Una immagine tratta da Venuto al mondoL’ultimo film di Sergio Castellitto, tratto dall’omonimo romanzo di Margaret Mazzantini, parla di amore e morte, di speranza e orrore. Un melodramma che sfiora il patetico attraverso il cammino di una donna interpretata da Penelope Cruz

L’amore marcisce in possesso. Il desiderio di maternità si deforma e diventa smania di appartenenza. Volere un figlio che abbia i piedi, gli occhi, i gesti del padre, per imprimerlo, indelebile nel mondo. Poi la realtà che, strafottente, sbatte in faccia la verità e tutto cambia. Non  c’è elisir stregato che porti riparo  alla morte, giusto il perdono concede una carezza più simile ad una tregua che alla pace.
Il ciuffo bianco tra i capelli di Gemma (Penelope Cruz), le grinze sul finire degli occhi infettano di una stanchezza che non può essere semplicemente quella di un orario di lavoro crudele e una pila di piatti sul lavandino. La vecchiaia di Gemma  sa di miseria. La felicità dell’amore con Diego (Emile Hirsch) si è trasformata in ossessione che consuma. Lui esagerato, insaziabile, con le braccia sempre piene di lei. Gemma, il riflesso delle pupille vispe di Diego. Ma poi, la tragicità di un amore che si contamina di possesso. La disperazione della sterilità. Le forme che sono solo i cuscini dell’amore, senza niente di fertile. Una donna difettosa che non riesce a legare a sé, con un "lucchetto di carne", il suo uomo.
Il virus entra nelle vite dei due innamorati, come i vetri che, insieme al boato, implodono nelle stanze da adolescenti senza più segreti da custodire. I corpi vengono profanati e le anime saccheggiate.
È una lotta col tempo quella di Gemma. I flashback continui si ricongiungono quando la protagonista cede nel tiro alla fune di un destino consumato che sa solo guardarsi alle spalle. C’è una redenzione per i gesti di veneri sognanti trasformatisi in smorfie da megere che si trascinano in un mondo simile ai gironi infernali?
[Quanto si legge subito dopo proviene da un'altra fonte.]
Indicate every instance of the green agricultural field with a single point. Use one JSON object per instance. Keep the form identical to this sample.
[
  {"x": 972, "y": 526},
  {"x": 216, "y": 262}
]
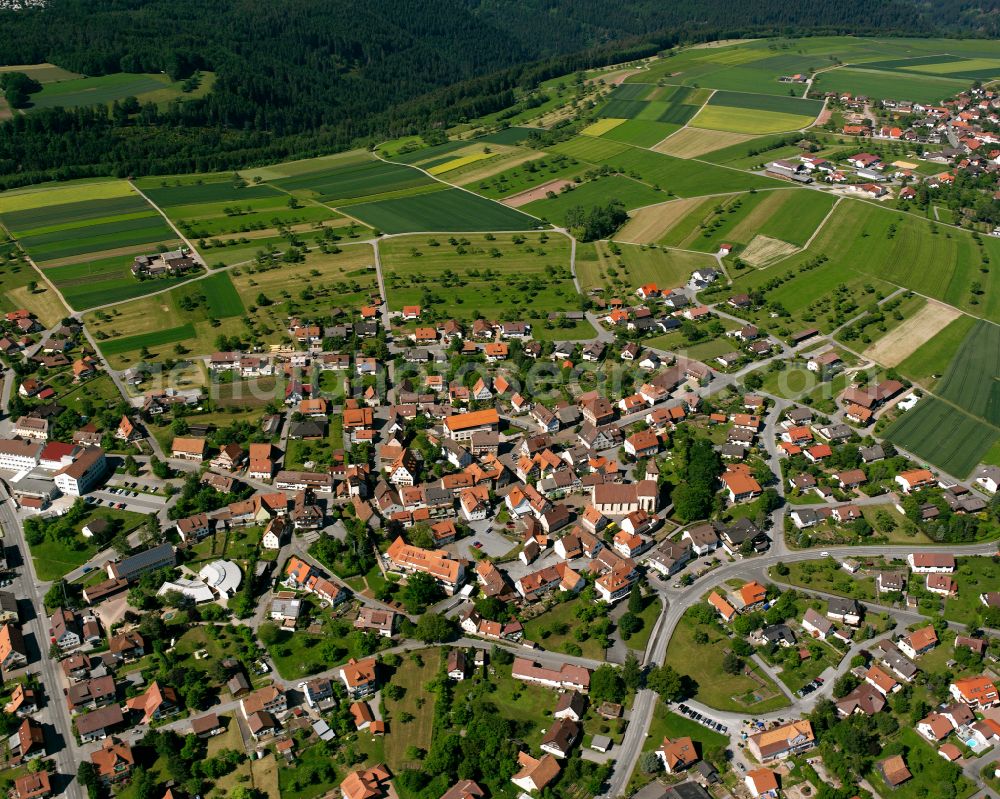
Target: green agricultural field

Forse, ma qualcuno dovrà sacrificarsi. Un uomo o la verità. E niente resterà uguale.
Probabilmente il film deve molto alle parole del romanzo. Non è soltanto una storia cupa, è un melodramma che sfiora il patetico in certe scene di bocche deformate da urla animali. I personaggi sono esasperati, soprattutto Diego, con le sue espressioni caricaturali. La sofferenza di Gemma per un amore che perde valore di fronte alla morte pubblica, è talmente ‘incontinente’ da creare una specie di imbarazzo nello spettatore.
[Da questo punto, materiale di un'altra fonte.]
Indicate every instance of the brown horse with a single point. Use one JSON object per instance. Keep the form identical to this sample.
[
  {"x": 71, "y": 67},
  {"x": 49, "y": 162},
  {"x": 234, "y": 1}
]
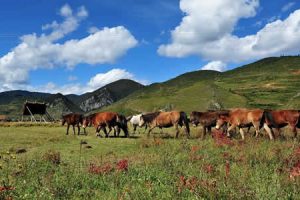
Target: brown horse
[
  {"x": 166, "y": 120},
  {"x": 73, "y": 119},
  {"x": 242, "y": 118},
  {"x": 281, "y": 118},
  {"x": 207, "y": 120},
  {"x": 102, "y": 120}
]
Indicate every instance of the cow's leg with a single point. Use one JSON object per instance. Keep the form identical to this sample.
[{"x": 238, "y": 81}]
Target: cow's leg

Se si fosse lasciato più spazio alla pregnanza delle immagini come, in effetti, avviene in certe scene, il melodramma sarebbe rientrato nelle proporzioni adeguate rispetto alla devastazione delle rovine. Sarebbe stato politicamente corretto, ma questo non è un film politico, è una storia d’amore egoisticamente intrappolata nei suoi sospetti e rancori.